Nicknamed the "Afghan FBI", the task force will also investigate kidnapping and organised crime.

The UK's Serious Organised Crime Agency (Soca) along with the US Federal Bureau of Investigation have already begun mentoring the new body, which includes Afghan police, prosecutors and judges who must undergo polygraph tests as part of their training and vetting. Nato will provide the unit with intelligence and, officials in Kabul hope, use its clout to stop Afghan government officials derailing cases.

The move is part of a broader Western effort to encourage good governance in Kabul. Many Afghans blame institutionalised corruption for their country's deepening insurgency, and President Hamid Karzai is under intense international pressure to begin his second term as President by cleaning up government. Gordon Brown has warned Mr Karzai that he will exhaust international patience if he fails to act as a credible partner to the West.

It is the third time that the Afghan government has formally launched a unit to tackle corruption in the past eight years. The country's first anti-corruption watchdog was disbanded after it turned out that its head had served time in jail in the United States on drugs charges.
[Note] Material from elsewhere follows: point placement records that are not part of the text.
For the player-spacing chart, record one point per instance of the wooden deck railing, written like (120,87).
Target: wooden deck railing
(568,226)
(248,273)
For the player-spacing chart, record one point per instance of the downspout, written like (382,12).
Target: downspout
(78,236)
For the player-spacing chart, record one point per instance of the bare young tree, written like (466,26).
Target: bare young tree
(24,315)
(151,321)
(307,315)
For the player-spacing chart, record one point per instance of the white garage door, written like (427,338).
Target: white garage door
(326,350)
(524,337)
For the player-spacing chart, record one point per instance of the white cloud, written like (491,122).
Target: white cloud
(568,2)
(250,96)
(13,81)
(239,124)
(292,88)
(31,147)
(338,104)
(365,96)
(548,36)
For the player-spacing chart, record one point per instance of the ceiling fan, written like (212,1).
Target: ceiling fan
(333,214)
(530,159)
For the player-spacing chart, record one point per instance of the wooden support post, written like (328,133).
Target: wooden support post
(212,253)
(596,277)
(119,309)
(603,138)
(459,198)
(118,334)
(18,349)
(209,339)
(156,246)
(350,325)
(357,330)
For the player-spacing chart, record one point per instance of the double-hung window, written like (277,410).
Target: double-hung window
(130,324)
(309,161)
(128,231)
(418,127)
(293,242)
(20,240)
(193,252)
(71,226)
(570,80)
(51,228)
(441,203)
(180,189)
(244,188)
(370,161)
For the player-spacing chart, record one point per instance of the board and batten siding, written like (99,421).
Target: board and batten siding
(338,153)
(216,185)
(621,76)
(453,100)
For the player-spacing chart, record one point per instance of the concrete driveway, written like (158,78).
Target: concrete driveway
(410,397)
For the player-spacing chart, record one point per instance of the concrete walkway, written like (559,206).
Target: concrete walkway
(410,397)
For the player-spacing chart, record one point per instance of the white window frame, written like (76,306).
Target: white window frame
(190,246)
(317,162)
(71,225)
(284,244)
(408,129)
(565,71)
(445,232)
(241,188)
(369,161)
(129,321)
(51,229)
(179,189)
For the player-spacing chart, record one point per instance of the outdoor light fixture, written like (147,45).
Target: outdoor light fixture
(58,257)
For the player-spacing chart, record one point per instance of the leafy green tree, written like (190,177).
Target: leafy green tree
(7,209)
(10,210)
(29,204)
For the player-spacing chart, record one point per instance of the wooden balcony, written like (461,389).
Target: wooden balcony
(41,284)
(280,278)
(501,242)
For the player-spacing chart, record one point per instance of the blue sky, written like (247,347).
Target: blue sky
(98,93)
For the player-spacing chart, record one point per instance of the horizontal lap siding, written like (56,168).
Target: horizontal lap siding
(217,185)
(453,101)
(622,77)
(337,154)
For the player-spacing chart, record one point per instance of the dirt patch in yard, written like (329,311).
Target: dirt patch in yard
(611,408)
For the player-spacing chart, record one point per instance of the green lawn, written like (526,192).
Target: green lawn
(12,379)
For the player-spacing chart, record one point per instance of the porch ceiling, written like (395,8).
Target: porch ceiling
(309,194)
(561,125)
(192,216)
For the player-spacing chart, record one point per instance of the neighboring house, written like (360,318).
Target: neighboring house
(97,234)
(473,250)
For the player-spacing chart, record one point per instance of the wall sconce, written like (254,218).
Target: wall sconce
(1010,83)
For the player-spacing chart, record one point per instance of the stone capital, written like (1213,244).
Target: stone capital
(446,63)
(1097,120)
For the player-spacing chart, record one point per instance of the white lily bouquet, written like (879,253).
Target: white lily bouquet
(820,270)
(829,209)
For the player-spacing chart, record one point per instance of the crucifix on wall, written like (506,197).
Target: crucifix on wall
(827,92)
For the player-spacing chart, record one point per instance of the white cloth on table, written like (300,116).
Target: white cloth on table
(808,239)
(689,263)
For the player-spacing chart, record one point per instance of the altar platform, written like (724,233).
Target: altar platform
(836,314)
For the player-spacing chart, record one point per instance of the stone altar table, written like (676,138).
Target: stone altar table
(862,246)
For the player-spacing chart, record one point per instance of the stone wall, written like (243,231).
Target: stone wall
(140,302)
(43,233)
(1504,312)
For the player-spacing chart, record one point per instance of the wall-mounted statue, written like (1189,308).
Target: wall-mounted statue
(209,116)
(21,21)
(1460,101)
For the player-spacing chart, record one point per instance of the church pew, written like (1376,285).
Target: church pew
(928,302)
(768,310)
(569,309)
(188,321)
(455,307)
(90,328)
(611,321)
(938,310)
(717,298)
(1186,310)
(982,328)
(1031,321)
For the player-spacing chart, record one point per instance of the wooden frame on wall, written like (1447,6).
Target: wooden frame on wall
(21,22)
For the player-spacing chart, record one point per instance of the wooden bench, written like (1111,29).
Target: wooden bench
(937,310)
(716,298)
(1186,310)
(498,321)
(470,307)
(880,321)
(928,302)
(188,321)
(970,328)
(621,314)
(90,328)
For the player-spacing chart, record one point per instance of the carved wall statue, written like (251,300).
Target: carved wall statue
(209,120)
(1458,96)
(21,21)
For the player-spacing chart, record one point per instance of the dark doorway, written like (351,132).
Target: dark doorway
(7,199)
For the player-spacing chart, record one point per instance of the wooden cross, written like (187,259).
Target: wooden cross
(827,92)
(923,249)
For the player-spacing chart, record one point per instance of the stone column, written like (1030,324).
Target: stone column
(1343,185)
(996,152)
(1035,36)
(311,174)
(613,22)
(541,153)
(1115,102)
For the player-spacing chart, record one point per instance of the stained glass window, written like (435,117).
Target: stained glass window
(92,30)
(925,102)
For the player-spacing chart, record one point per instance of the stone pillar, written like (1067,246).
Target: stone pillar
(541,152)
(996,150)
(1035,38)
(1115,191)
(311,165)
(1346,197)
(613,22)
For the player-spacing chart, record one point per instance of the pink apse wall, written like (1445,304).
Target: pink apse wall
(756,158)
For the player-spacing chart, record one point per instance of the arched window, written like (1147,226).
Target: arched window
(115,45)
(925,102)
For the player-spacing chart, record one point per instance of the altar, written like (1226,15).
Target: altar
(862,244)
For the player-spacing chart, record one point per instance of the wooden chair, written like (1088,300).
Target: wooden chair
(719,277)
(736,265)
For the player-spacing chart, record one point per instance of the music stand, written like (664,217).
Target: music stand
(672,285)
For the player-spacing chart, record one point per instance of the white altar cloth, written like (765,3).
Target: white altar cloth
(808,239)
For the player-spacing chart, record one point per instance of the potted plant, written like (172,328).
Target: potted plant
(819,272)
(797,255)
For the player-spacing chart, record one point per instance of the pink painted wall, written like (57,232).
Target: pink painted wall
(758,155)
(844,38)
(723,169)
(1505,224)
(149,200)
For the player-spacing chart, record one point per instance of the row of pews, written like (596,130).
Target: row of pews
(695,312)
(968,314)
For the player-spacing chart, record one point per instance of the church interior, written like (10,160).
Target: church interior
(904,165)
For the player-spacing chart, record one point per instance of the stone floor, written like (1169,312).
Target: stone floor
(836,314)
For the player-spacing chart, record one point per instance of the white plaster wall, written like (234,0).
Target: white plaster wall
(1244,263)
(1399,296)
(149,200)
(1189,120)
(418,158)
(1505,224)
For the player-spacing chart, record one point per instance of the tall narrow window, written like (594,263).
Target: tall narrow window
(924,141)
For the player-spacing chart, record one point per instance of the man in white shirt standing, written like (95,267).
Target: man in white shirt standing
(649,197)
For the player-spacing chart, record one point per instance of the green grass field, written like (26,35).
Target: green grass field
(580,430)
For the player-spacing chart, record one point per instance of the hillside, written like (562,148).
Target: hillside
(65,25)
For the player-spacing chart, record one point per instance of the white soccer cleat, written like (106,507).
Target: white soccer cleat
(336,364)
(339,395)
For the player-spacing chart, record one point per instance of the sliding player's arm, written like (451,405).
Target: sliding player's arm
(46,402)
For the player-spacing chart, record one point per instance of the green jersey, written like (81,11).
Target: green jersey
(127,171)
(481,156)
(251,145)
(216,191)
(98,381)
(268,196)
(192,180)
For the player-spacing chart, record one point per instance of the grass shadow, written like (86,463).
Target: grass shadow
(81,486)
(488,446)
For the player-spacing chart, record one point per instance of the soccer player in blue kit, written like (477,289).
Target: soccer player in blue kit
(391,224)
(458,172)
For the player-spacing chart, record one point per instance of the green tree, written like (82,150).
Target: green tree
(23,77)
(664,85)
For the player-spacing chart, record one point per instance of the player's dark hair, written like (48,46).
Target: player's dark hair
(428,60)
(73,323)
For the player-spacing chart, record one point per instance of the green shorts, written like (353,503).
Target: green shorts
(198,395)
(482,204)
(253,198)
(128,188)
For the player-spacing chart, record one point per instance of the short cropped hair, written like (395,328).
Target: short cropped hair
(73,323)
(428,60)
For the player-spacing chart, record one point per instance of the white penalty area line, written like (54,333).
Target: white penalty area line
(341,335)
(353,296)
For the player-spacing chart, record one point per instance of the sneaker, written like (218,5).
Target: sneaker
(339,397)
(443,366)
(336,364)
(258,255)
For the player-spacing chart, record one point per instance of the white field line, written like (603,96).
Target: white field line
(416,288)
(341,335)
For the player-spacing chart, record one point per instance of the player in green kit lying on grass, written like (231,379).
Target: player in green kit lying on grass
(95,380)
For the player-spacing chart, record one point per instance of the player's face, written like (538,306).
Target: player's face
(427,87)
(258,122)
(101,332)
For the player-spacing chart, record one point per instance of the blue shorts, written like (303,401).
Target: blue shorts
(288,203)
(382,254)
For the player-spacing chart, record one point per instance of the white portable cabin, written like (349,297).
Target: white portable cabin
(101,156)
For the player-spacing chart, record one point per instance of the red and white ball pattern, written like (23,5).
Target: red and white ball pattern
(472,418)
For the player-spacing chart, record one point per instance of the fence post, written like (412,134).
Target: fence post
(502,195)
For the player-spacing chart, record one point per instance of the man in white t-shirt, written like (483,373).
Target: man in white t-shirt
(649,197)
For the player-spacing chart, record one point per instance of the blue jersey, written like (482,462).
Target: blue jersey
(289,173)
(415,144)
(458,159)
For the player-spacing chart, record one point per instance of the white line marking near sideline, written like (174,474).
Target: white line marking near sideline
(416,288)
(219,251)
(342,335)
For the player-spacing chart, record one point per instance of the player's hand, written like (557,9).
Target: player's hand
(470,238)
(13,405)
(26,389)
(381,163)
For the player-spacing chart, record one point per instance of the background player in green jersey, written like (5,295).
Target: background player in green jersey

On Sunday the US Secretary of State, Hillary Clinton, called for the launch of a major crimes tribunal and an anti-corruption commission. "We're looking to see tangible evidence that the government, led by the President but going all the way down to the local level, will be more responsive to the needs of the people," Mrs Clinton said. The US ambassador, Karl Eikenberry, recently advised President Barack Obama not to deploy more US troops to Afghanistan unless President Karzai reined in the bribery and graft that have crippled his administration. He said the new plan "requires action. Words are cheap. Deeds are required."

Afghan officials have countered trenchant criticism in Washington by blaming the international community for pouring billions of dollars of aid into the shattered country without providing effective oversight.

Some anti-corruption experts in Kabul were dismayed at the call for a new watchdog, fearing that a political gesture was overwhelming carefully planned reforms. Tackling corruption took time and resources, they said, and sidelining existing organisations in order to create an illusion of progress would delay results further.

But a spokesman for the British embassy said: "There's been a lot of consultation and [the task force was] certainly not set up overnight." The existing anti-corruption body is the High Office of Oversight, set up with the support of the UN a year ago. Although it has attracted criticism for a perceived lack of independence from President Karzai, who appoints its members, Mr Eikenberry said that it had probably been the most effective law enforcement institution in Afghanistan. The office is still hiring competent staff and poring over hundreds of documents alleging corruption, and officials who have helped to set it up caution against a hasty rethink, with one saying that "it would be a real mistake to start over again". British and American lawyers are training about 50 prosecutors working with the office.

Corruption in Afghanistan is endemic, and the country has plummeted down Transparency International's index of the world's corrupt nations to fifth but last place. A number of high-profile appointees, such as President Karzai's half-brother Ahmed Wali Karzai, are regularly linked with the country's multibillion-dollar drug trade, and government employees routinely cast a blind eye to criminal activity in return for bribes. Afghan anti-corruption officials say that petty corruption is just as corrosive: it can take a month to register a car or get a new passport.

"It's not that the system is corrupt," said one Westerner living in Kabul. "It's that corruption is the system."